Code of the twelve tables.
7. The code of the twelve tables confirmed the ancient institutions, and was in part completed by the adoption of the laws of the Greek republics, among which Athens in particular is mentioned, whose counsels were requested by a special deputation. In this, however, two faults were committed; not only were the commissioners charged with drawing up the laws elected from the patricians alone, but they were likewise constituted sole magistrates, with dictatorial power, (sine provocatione;) whereby a path was opened to them for an usurpation, which could be frustrated only by a sedition of the people.
Duration of the power of the Decemviri, 451—447. The doubts raised as to the deputation sent to Athens are not sufficient to invalidate the authenticity of an event so circumstantially detailed. Athens, under Pericles, was then at the head of Greece; and, admitting the proposed design of consulting the Greek laws, it was impossible that Athens should have been passed over. And indeed, why should it be supposed, that a state which fifty years before had signed a commercial treaty with Carthage, and could not be unacquainted with the Grecian colonies in Lower Italy, might not have sent an embassy into Greece?

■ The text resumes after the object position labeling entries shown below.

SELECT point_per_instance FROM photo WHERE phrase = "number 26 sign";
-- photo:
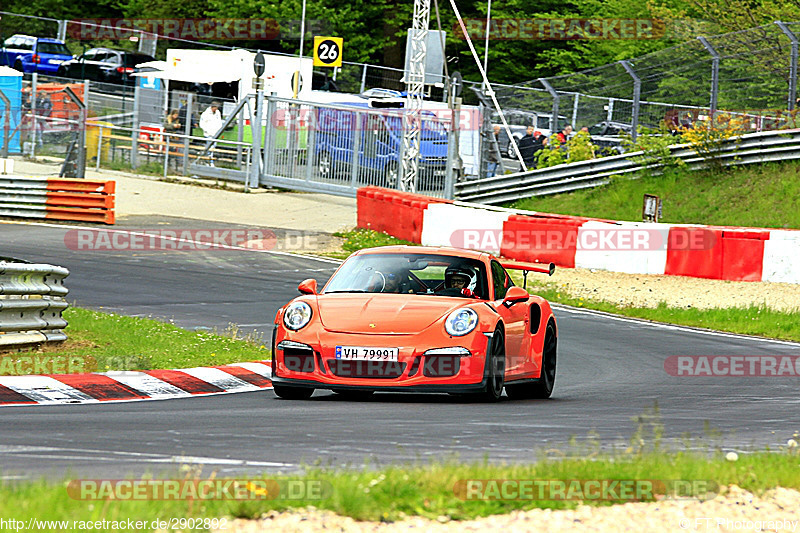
(328, 51)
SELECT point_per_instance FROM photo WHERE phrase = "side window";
(501, 280)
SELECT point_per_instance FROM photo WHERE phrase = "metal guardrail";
(31, 303)
(780, 145)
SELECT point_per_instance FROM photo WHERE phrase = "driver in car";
(461, 279)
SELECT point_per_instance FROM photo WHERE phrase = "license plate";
(366, 353)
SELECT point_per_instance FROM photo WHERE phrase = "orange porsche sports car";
(421, 319)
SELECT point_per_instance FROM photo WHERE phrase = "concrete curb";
(126, 386)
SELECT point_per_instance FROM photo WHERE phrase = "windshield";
(53, 48)
(410, 274)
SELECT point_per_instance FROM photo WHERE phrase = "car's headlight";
(461, 322)
(297, 315)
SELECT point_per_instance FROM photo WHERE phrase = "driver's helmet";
(460, 273)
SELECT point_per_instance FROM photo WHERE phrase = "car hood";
(383, 313)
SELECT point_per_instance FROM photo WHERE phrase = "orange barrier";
(397, 213)
(57, 199)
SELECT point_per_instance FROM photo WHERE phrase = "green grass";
(107, 341)
(390, 494)
(754, 196)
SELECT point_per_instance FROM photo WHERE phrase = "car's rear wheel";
(543, 387)
(495, 369)
(354, 395)
(287, 392)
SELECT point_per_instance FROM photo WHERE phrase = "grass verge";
(107, 341)
(431, 491)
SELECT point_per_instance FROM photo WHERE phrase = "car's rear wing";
(529, 267)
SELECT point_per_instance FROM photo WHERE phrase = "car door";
(17, 52)
(82, 66)
(515, 319)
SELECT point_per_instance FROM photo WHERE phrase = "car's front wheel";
(543, 387)
(495, 369)
(287, 392)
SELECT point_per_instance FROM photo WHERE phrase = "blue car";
(34, 54)
(376, 137)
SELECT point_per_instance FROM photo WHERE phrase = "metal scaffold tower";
(415, 86)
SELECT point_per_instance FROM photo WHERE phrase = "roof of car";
(433, 250)
(43, 39)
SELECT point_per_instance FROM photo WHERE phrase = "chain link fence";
(751, 73)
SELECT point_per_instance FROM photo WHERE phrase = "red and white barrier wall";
(729, 253)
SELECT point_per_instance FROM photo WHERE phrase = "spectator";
(44, 107)
(174, 123)
(527, 148)
(538, 144)
(210, 123)
(563, 135)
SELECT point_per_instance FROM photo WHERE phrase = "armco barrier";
(57, 199)
(728, 253)
(31, 303)
(394, 212)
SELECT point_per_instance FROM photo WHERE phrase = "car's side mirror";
(515, 295)
(308, 286)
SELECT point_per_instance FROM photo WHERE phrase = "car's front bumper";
(415, 370)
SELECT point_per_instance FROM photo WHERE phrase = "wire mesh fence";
(751, 73)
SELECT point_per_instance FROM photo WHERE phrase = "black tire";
(495, 369)
(287, 392)
(542, 388)
(355, 395)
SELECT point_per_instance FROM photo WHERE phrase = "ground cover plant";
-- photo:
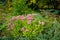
(19, 22)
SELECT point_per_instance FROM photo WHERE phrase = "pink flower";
(18, 17)
(29, 17)
(42, 23)
(12, 26)
(26, 30)
(29, 22)
(22, 17)
(13, 18)
(34, 14)
(22, 29)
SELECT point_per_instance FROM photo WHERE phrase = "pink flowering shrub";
(28, 25)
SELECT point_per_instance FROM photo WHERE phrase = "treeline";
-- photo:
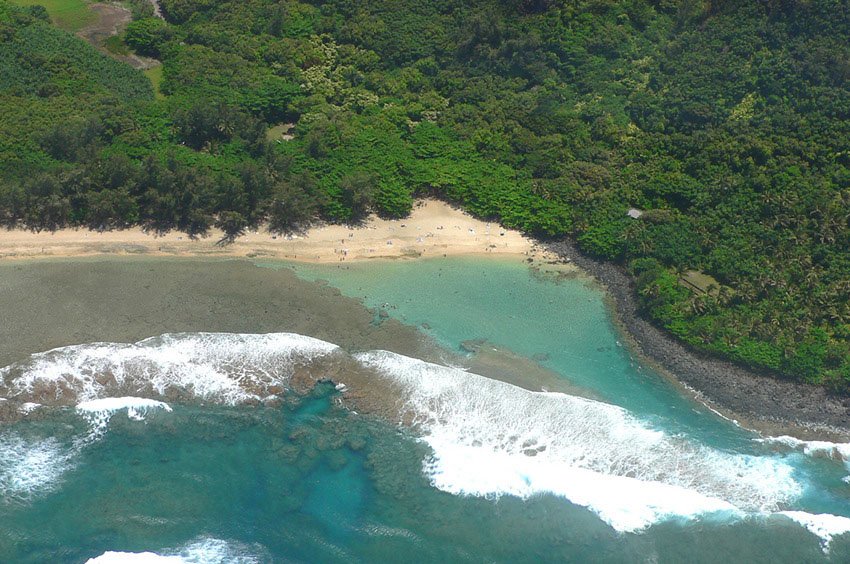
(726, 123)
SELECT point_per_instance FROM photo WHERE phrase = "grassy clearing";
(155, 76)
(70, 15)
(115, 45)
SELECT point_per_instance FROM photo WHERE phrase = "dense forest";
(703, 144)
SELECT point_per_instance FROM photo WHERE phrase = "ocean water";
(203, 447)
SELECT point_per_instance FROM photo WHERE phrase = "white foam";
(100, 411)
(202, 551)
(222, 367)
(490, 438)
(30, 468)
(136, 407)
(114, 557)
(823, 525)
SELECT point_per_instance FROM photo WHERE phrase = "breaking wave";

The yet remaining fragments of the code of the twelve tables are collected and illustrated in Bachii Hist. Jurisprudentiæ Romanæ; and in several other works.
Its enactments.
8. By the laws of the twelve tables the legal relations of the citizens were the same for all; but as that code seems to have contained very little in reference to any peculiar constitution of the state, the government not only remained in the hands of the aristocrats, who were in possession of all offices, but the prohibition, according to the new laws of marriage between patricians and plebeians, appeared to have raised an insurmountable barrier between the two classes. No wonder, then, that the tribunes of the people should have immediately renewed their attacks on the patricians; particularly as the power of those popular leaders was not only renewed, but even augmented, as the only limit to their authority was the necessity of their being unanimous in their acts, while each had the right of a negative.
Besides the other laws made in favour of the people at the renewal of the tribunicia potestas, 446, that which imported ut quod tributim plebes jussisset, populum teneret, frequently renewed in subsequent times, and meaning, in modern language, that the citizens constituted themselves, must, it would appear, have thrown the supreme power into the hands of the people; did not the Roman history, like that of other free states, afford examples enough of the little authority there is to infer from the enactment of a law that it will be practically enforced.
Dissensions between patricians and plebeians.